叶瑾钿的手指压在他大臂上,都能感觉到一阵猛烈的、急促的跳动。

谁也没说话。

只是两人身上的热气腾腾,不断驱逐可供呼吸的空气,令四周流动的气息逐渐变得黏稠、炎热。

他们呼吸都加重了。

两道同样炽热的呼吸碰撞在一起,让乌黑的眼睛一点点模糊,暗沉。

没得到回应,叶瑾钿歪头。

湿漉漉的发丝随她动作一卷,拖动着往上蜷缩。

吸附着肌肤的蠕动,让张珉险些失控。

他抬手托住叶瑾钿脸颊,哑声道:“娘子,你可知你在说什么?”

“我知道。”叶瑾钿放轻松,将脸颊枕在他掌心里,看着他,“我说,我们圆房罢。”

她又重申了一次。

张珉咽喉滚动,震出一声笑意。

笑意中酸甜混杂,还有几分晦涩的味道。

“可你失去三年记忆,若是哪天骤然忆起往昔,发现自己对我,并不如如今这般青睐……”

“我很清醒。”叶瑾钿打断他,手掌钻进他衣襟里,压在心头,“我知道我自己喜欢谁。”

湿漉漉的发丝被夹在胸口与掌心之间,有水珠被挤出,顺着张珉的肌理往侧边流淌。

微微发痒。

他只觉那水像穿透了他的心。

张珉哑然望着她。

叶瑾钿低下头,看着他眼睛:“那你呢?”

张珉薄唇微抿。

“夫君如今,喜欢谁?”

“那自然是……”他急切为自己正名,却在剖心时顿住,扶在她腰上的手收紧,低声道,“……由始至终,我心里眼里,独娘子一人而已矣。”

“既然两情相悦,那你顾忌什么?”

两情相悦。

真是美好的词。

张珉心跳骤然加速律动。

一息、两息。

没有得到回应,叶瑾钿收回手,掌心撑在他手臂上,稍稍用力,欲要起身。

忽地。

身一轻,视野拔高,目与屏风横齐。

她下意识扶住手边摸到的肩膀,垂眸看向浸在火光烛影里的那张脸。

张珉步履缓缓,光影在他脸上交叠,忽明忽暗,不甚分明。

他把她稳稳放到床榻边上坐好。

叶瑾钿垂眸看他半跪在榻前,仰头看她。

圆润的乌眸里,满满的都是挣扎。

她撑手扶榻,往后微倾。

柔软的宽袍散开尾摆,露出带着温热水汽的膝盖。

张珉顿了顿,拉过散开的袍角,将它遮盖。

夏夜也清凉得紧。

微风潜窗入户,掠人体温。

叶瑾钿抬起赤足,轻轻踩在他腹股处。

衣袍再度滑落,露出膝盖与小腿。

她追问:“你在顾忌什么?”

“娘子……”

张珉伸手,将她脚踝握住,掌心滚烫灼热。

叶瑾钿回应:“嗯?”

张珉低头,在她膝盖上落下一吻:“其实,我也没有那么能克制自己。”

她错看他了。

他只是个卑劣使徒。

只要有什么风吹草动,便会按兵不动;但有一丝可趁之机,又会打蛇随棍上,得寸进尺。

他起身,撑手,将人逼得仰面卧倒于绵软被面。

欺身而上。

……

卯时,日出带露稀。

天光墨蓝中带点儿橙黄,自远山蔓延成长长腰封。

窗外有鸟啾啾,有鸡打鸣,依稀还有旁人家早起的推门声、脚步声、清水入盆声……声声勾勒万家烟火。

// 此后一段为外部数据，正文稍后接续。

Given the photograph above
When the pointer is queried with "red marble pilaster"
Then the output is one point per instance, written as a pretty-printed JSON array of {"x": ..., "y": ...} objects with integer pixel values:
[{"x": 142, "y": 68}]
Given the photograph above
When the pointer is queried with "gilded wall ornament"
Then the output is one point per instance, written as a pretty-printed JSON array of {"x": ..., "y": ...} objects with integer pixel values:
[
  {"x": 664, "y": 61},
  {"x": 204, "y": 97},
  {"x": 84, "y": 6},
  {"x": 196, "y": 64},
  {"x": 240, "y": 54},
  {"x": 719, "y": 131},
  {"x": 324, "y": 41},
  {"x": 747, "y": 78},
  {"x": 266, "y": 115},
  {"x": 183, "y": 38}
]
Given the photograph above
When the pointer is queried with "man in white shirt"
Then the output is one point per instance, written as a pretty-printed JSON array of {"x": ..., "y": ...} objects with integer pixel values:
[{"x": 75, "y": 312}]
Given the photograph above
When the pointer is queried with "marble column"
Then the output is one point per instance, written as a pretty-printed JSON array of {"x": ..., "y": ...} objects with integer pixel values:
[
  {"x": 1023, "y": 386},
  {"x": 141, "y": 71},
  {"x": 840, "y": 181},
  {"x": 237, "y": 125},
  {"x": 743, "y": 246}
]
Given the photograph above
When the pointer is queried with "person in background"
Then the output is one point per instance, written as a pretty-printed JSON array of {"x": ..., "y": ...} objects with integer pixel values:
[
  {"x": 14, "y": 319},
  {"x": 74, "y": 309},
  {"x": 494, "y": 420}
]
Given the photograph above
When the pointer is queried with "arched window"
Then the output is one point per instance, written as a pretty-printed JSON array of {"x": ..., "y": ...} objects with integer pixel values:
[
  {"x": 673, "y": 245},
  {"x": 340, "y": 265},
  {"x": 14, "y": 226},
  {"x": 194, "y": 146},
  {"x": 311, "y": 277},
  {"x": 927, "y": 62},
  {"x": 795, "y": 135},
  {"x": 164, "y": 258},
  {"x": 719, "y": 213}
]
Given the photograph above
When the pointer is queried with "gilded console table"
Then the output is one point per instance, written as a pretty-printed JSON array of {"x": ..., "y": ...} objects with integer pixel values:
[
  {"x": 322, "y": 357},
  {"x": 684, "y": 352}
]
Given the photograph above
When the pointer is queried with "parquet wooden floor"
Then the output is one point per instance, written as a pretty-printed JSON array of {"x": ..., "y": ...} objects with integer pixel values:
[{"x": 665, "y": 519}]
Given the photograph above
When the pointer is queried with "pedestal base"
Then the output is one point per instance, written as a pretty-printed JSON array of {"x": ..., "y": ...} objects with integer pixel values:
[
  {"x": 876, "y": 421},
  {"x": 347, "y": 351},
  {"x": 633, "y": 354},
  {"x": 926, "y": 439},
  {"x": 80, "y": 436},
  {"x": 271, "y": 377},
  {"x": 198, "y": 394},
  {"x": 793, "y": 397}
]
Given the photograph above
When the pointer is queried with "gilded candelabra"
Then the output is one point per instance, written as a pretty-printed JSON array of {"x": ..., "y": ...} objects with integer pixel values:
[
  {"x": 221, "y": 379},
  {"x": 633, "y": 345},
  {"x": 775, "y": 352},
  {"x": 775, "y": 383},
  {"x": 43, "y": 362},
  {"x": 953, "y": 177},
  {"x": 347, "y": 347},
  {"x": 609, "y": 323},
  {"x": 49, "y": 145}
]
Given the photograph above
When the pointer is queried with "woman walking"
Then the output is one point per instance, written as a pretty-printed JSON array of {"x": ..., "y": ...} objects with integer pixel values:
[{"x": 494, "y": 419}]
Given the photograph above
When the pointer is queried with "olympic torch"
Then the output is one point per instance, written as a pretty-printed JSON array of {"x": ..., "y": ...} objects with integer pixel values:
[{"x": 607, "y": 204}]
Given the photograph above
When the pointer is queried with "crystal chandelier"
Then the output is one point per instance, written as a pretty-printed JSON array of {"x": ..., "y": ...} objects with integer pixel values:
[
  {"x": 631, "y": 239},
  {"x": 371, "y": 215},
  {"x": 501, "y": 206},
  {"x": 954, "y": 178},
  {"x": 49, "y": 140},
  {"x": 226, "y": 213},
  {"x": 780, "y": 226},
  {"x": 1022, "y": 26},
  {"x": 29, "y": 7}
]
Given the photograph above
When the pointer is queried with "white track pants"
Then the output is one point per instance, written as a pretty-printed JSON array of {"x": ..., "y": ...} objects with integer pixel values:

薄光从窗缝溜进内室,落在叶瑾钿手边,照亮她探出被子外的光滑手臂。

手臂斑红点点。

旁边紧紧贴着她的润白膀子,更是雪地遍红梅,恍若石榴子。

叶瑾钿迷蒙睁开眼,总觉得腹部涨得慌,挣扎着想要起身如厕。

贴着她手臂的长臂一弯,隔着被子将她一揽。

“娘子……”

张珉迷迷糊糊喊着,人也往前一挪,紧紧贴上她。

熟悉的感觉苏醒。

叶瑾钿也醒了。

昨夜被撞得溃散的记忆回笼,纵情而泥足深陷的一幕幕,在眼前快速跑过,却不失清晰。

他炽热的身体,严丝合缝贴着她,如蛛丝缠人,连脚踝都得紧紧勾着不放;他五指压住小臂,缓缓往前爬,将她掌心撑开,挤入指缝中,牢牢扣住,压在枕边;他埋在她汗津津的脖颈中,一轻一重,时隐时现的灼热呼吸,死死缠住她脖颈……

还有——

动情时,耳边暗哑的、破碎的一声声“娘子”。

可也不仅如此。

她亦想起自己情到浓时,贴在他脖颈处,嗅闻到淡淡杏花香气,牙根泛痒,情不自禁咬上去……

他腰腹四肢的肉紧实,脸颊和脖颈却柔软。

一口咬下去,就像如今挂在枝头的杏子,饱满且软乎。

念及此,事前的游刃有余,再度离她而去,羞赧卷土重来,将她袭击。

叶瑾钿拉高被子掩脸。

被子换过了,有一股桃杏果肉味道的熏香。

他昨夜悬在上方,热汗涔涔散出杏香,眼神迷离看她的模样,又从脑海跑进眼里。

她懊恼闭眼。

“娘子怎么不睡了?”张珉在她肩头落下一个濡湿的吻,顺着一路往脖颈亲去,“今日还能休沐半日,不急起来。”

他拉着她的手,塞回被窝里,往腰上探去。

“不行。”叶瑾钿一把抓住他的手指,彻底清醒,“我要如厕。”

张珉埋在她脖子上吸了一口气,环住她腰肢压向自己,往前贴了贴。

压力来得

骤然,她差点儿没憋住。

叶瑾钿:“……张、白、石!”

张珉轻笑一声,在她耳垂上亲了亲:“被褥脏了,都归我洗。衣物亦然。”

叶瑾钿:“…………”

他们家何来第三条被子。

拱完火的人,在火势燃烧之前,赶紧灭火。

他一眨眼便乖顺,伸手捞起丢到床尾的袍子,给自家娘子披上,让她先解决人生大问题。尔后,便起来收拾床褥,打水晒在日光里,给她洗漱备用。

弄好,才去收拾自己。

梳发穿衣完毕,还不见娘子出来,他走到屏风旁边问:“娘子,你还好吗?”

叶瑾钿:“……尚安。”

就是身上全是斑驳红痕,看着就控制不住回顾往事。

“怎么那么久都不出来?”张珉很是疑惑,“你体内那些……”

叶瑾钿脑子一炸,赶紧扑出来,捂住他嘴巴。

张珉眼角含笑,拉开她的手,噘嘴在她掌心里亲了亲:“……我都给娘子洗干净了,必不会令娘子多费心旁的事情。”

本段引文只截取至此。